Infants don't get the same diseases that adult AIDS patients do

Jan 31, 2006 10:58 GMT  ·  By

Researchers have discovered a new "gateway" that could allow them to devise a therapy for the diseases of the immune system, such as AIDS.

The Mayo Clinic-led study, conducted with colleagues in Toronto and Baltimore and reported in the early online edition of the February 1 Journal of Immunology, found that when a baby's immune system is deficient, some type of protective system goes into action.

The researchers studied 20 patients who as infants underwent heart transplantation and had their thymus (a small glandular organ that is situated behind the top of the breastbone, serving as the site of T cell differentiation.
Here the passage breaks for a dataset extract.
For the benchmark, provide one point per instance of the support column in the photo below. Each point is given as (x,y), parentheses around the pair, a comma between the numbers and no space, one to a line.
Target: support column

The thymus increases gradually in size and activity until puberty, becoming vestigial thereafter removed, Dictionary.com). As a result the infants were deficient in T cells, the cells depleted in AIDS patients that are crucial to fighting viruses and cancer tumors.

They found that over a 10-year-period the infant transplant patients resisted the same infections that often kill adult AIDS patients. The transplant patients maintained their health even with low T cell counts.

"We are very excited by this result. This will be the first step to discovering how to make the immune system work in patients who have severe defects in their immune systems or who have cancer," says Jeffrey Platt, M.D., the Mayo transplant researcher who led the team.

"We were struck by the fact that when a heart transplant is carried out in very young infants, the thymus that produces T cells is removed and a drug is given that depletes T cells. Yet the infants don't get the same diseases that adult AIDS patients do, even though the transplanted infants are basically a model of AIDS," Dr. Platt added.

If this ability of infant-transplant patients' immune systems can be identified and enlisted to fight viruses without T cells, it perhaps could be therapeutically manipulated in adult patients to arrive at new and better treatments for various diseases involving immune system deficiencies.